Premise: You're one of the last people in the town. Everyone else has fled on the government's orders, on threat of an unknown Enemy (yes, capital E).
Nightfall is technically proficient, featuring several good examples of parser conveniences. The player can use the "GO TO" command to navigate the substantial map, and there is an impressive amount of content to explore.
I found the sheer number of memories available slightly overwhelming, even if most of them appear almost… trivial. Memories sparked by visiting certain places for the first time are indexed for future reference, though not all of the memories turn out to be important for progressing in the story.

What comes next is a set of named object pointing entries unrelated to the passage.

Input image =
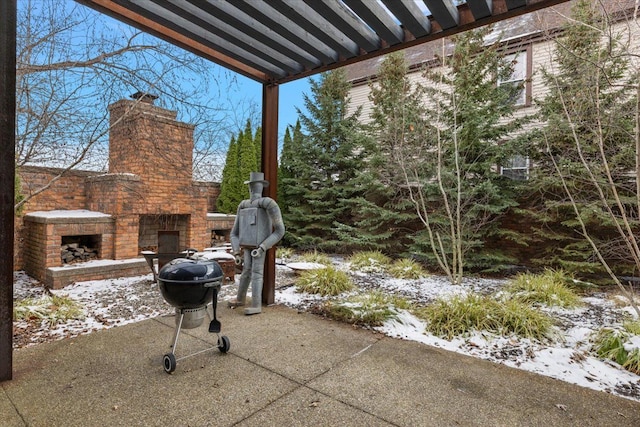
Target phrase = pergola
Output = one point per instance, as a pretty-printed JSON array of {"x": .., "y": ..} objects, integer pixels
[{"x": 270, "y": 41}]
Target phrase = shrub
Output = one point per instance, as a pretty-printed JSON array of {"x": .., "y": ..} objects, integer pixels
[
  {"x": 368, "y": 309},
  {"x": 549, "y": 289},
  {"x": 324, "y": 281},
  {"x": 369, "y": 261},
  {"x": 632, "y": 326},
  {"x": 316, "y": 257},
  {"x": 632, "y": 364},
  {"x": 406, "y": 268},
  {"x": 462, "y": 315},
  {"x": 50, "y": 308},
  {"x": 284, "y": 253}
]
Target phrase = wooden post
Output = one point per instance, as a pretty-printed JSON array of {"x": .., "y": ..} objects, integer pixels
[
  {"x": 8, "y": 13},
  {"x": 270, "y": 170}
]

The swelling inventory is disambiguated, but in a way that shows off the underlying skeleton of the parser format. Items of the same kind are colour-coded, like one might find in a point-and-click game (does anyone even remember those any more?!), whose artificiality becomes more obvious the more time one spends with non-parser or more modern, naturalistic games.
I found it hard to suspend disbelief starting from the premise. The town in Nightfall has the air of an unimportant town caught in the thrall of international politics, a little like Salisbury was to UK politics in 2018. The game remains infuriatingly vague about specifics, though, and do not offer too much information payoff for following a lead. If anything, the character motivations struck me as being a bit threadbare. The player character appears to be motivated mostly by an obsession with the unnamed female character, whose motivations we never understand - we cannot even infer it from the PC's memories of her - until the ending.
Nightfall is a large and mostly well-constructed game. The espionage setting will be familiar to denizens of the parser format, and despite everything I could still enjoy the game. Recommended.